* Re: [PATCH] x86/microcode: Prevent attempting updates known to fail
[not found] <20230531175119.10830-1-alejandro.vallejo@cloud.com>
@ 2023-06-01 10:54 ` Andrew Cooper
2023-06-02 13:19 ` Alejandro Vallejo
2023-06-02 20:35 ` Andrew Cooper
0 siblings, 2 replies; 5+ messages in thread
From: Andrew Cooper @ 2023-06-01 10:54 UTC (permalink / raw)
To: Alejandro Vallejo, Xen-devel; +Cc: Jan Beulich, Roger Pau Monné, Wei Liu
On 31/05/2023 6:51 pm, Alejandro Vallejo wrote:
> diff --git a/xen/arch/x86/cpu/microcode/core.c b/xen/arch/x86/cpu/microcode/core.c
> index cd456c476f..e507945932 100644
> --- a/xen/arch/x86/cpu/microcode/core.c
> +++ b/xen/arch/x86/cpu/microcode/core.c
> @@ -697,6 +697,17 @@ static long cf_check microcode_update_helper(void *data)
> return ret;
> }
>
> +static bool this_cpu_can_install_update(void)
> +{
> + uint64_t mcu_ctrl;
> +
> + if ( !cpu_has_mcu_ctrl )
> + return true;
> +
> + rdmsrl(MSR_MCU_CONTROL, mcu_ctrl);
> + return !(mcu_ctrl & MCU_CONTROL_DIS_MCU_LOAD);
> +}
> +
> int microcode_update(XEN_GUEST_HANDLE(const_void) buf, unsigned long len)
> {
> int ret;
> @@ -708,6 +719,22 @@ int microcode_update(XEN_GUEST_HANDLE(const_void) buf, unsigned long len)
> if ( !ucode_ops.apply_microcode )
> return -EINVAL;
>
> + if ( !this_cpu_can_install_update() )
> + {
> + /*
> + * This CPU can't install microcode, so it makes no sense to try to
> + * go on. We're implicitly trusting firmware sanity in that all
> + * CPUs are expected to have a homogeneous setting. If, for some
> + * reason, another CPU happens to be locked down when this one
> + * isn't then unpleasantness will follow. In particular, some CPUs
> + * will be updated while others will not. A very stern message will
> + * be displayed in xl-dmesg that case, strongly advising to reboot the
> + * machine.
> + */
> + printk("WARNING: microcode not installed due to DIS_MCU_LOAD=1");
> + return -EACCES;
> + }
I had something else in mind here. Right now, this will read
MSR_MCU_CONTROL and emit a printk() on every microcode load, which will
be every AP, and every time the user uses the xen-ucode tool.

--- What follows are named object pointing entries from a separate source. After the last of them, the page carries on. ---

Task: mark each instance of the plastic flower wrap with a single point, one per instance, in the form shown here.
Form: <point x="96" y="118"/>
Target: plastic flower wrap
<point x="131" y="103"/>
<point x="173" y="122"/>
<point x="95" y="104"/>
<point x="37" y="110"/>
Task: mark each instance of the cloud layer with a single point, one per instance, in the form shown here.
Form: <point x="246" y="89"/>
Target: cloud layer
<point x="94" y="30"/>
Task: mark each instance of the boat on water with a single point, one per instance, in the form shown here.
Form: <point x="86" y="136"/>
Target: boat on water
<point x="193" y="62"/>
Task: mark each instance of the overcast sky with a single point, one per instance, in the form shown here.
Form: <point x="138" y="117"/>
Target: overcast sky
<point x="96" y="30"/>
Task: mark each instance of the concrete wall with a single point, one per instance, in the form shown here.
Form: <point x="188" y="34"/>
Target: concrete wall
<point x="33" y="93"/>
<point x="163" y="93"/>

Instead, I recommend the following:
1) One patch moving the early-cpuid/msr read from tsx_init() into
early_microcode_init(), adjusting the comment as it goes. No point
duplicating that logic, and we need it earlier on boot now.
2) This patch, adjusting early_microcode_init() only. Have a printk()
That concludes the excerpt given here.